Hier is nog een heel onderzoek aan gewijd, met werkgroep, targets en richtlijnen, maar de eerste de beste medewerker wist te vertellen dat de huidige rokers nu “opstonden van hun spel om in een van de ruimtes een minuut of tien door te brengen. En wanneer je niet aan de speeltafel of een gokkast zit, genereer je dus ook geen omzet.”

Als klap op de vuurpijl bleek de doorgebrachte tijd in de foyers meer dan eens een moment van bezinning voor een aanmerkelijk gedeelte van de spelers. Zolang men de rollen van de automaten maar zag draaien, of zolang het balletje aan de roulette maar rondtolde, was er gewoonweg geen stoppen mogelijk. Maar nu men op het gemak een kankerstaafje naar binnen zoog, had men de tijd om na te denken.

Het gevolg was dat velen nu wel stopten met winst en dat anderen hun (geringe) verlies pakten en eveneens huiswaarts keerden.

 

De tweede slag die Holland Casino kreeg toegediend kwam vanaf het Binnenhof.
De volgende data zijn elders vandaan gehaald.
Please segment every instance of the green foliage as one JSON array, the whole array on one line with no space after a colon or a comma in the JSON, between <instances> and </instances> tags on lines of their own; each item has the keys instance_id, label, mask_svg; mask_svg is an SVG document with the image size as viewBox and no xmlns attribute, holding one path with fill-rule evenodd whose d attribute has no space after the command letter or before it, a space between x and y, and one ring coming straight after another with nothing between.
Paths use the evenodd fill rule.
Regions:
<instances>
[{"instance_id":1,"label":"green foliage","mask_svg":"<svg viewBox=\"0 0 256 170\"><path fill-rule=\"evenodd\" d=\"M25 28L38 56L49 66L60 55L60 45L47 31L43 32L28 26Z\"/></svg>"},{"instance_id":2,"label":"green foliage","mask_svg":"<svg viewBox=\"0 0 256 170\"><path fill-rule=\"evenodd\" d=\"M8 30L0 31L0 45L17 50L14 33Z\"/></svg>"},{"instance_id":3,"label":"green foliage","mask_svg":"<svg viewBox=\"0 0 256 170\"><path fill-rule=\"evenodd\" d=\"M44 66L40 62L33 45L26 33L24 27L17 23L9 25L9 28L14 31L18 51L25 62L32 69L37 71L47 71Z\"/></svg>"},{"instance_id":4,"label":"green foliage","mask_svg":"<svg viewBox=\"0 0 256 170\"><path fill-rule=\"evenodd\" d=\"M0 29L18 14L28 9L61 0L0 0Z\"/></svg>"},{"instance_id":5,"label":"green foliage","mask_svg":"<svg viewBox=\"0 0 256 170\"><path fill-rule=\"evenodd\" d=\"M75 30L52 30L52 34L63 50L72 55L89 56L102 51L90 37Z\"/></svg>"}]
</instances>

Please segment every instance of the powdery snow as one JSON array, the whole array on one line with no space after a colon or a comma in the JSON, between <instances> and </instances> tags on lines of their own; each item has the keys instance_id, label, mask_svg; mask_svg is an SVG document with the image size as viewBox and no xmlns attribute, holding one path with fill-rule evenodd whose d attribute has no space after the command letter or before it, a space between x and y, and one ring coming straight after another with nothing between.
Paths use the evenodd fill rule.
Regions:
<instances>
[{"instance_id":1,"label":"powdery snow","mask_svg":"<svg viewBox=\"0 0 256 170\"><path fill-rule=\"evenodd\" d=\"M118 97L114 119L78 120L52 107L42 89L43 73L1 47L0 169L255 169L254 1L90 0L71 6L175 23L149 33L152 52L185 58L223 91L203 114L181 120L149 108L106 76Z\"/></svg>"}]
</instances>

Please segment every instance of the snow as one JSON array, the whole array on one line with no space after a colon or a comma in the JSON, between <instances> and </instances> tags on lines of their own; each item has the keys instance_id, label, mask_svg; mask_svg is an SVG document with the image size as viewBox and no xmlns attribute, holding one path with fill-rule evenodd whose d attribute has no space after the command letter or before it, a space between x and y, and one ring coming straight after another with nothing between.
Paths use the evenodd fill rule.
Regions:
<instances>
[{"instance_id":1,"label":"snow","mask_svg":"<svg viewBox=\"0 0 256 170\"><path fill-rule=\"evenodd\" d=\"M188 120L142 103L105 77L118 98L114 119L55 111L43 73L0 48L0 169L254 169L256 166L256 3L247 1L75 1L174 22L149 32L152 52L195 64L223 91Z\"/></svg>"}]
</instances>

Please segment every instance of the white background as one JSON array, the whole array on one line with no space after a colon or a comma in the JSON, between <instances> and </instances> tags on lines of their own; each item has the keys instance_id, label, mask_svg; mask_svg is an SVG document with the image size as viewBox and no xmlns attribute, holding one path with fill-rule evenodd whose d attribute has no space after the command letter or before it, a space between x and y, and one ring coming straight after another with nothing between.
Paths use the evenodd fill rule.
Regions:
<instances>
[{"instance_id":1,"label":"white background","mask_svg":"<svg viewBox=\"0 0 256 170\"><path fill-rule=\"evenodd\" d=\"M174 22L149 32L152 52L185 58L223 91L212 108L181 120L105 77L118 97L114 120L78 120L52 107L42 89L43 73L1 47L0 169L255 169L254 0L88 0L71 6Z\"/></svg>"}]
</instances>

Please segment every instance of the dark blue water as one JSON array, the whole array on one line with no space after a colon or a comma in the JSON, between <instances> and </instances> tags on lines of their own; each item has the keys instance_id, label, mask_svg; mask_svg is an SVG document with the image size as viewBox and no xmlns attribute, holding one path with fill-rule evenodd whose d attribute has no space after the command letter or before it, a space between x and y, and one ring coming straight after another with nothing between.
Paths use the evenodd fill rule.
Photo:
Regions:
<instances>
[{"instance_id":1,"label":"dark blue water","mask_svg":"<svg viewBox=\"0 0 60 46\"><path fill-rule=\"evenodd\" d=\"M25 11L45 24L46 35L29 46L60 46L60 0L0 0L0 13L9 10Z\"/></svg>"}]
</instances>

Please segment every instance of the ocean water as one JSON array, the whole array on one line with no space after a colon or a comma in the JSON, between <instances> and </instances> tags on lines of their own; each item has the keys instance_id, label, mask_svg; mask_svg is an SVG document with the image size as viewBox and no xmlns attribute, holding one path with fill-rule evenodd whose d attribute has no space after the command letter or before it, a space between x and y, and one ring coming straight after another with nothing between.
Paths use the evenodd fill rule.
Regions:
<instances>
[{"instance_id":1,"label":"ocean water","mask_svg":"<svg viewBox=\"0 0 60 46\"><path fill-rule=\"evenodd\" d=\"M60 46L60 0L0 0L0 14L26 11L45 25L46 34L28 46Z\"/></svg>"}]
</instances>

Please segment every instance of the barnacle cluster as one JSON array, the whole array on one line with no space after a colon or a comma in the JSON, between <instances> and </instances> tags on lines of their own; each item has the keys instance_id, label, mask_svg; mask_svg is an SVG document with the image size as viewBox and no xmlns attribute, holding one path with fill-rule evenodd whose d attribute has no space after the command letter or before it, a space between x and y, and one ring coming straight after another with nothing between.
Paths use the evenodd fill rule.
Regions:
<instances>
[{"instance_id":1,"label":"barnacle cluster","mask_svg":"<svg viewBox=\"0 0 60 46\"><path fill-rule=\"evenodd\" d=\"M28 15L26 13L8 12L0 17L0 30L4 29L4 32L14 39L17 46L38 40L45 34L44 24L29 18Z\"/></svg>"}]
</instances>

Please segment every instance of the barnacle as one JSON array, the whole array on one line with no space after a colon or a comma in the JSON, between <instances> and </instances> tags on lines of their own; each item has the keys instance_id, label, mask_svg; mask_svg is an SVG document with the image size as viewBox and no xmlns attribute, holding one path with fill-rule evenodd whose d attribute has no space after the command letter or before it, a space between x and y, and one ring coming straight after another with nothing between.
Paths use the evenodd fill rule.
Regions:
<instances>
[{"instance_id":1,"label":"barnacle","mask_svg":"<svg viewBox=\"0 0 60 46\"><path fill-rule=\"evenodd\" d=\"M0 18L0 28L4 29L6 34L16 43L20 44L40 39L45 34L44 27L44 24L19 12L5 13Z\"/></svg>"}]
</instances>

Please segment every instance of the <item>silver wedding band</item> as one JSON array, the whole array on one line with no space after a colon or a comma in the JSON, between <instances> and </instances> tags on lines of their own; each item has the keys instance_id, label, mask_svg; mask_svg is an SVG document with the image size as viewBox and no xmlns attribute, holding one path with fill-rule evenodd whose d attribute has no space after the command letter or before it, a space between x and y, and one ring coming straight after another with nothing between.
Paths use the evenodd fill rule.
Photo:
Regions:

Casinospelen zijn in Nederland nooit onomstreden geweest.

Sinds de opening van Zandvoort in 1976 is Holland Casino vrijwel altijd nauwgezet gevolgd door politiek Den Haag, waarbij meerdere politici geregeld de publiciteit opzochten om hun onvrede over de vermeende slechte gang van zaken bij de gokinstantie wereldkundig te maken.

Dit alles maakte ons nimmer populair. Erger, hierdoor werden we geregeld een speelbal van het Binnenhof, een eenvoudig slachtoffer wanneer een en ander moest worden gerealiseerd.

De klap die medio 2008 kwam, is er een die Holland Casino mede aan de rand van de afgrond heeft gebracht.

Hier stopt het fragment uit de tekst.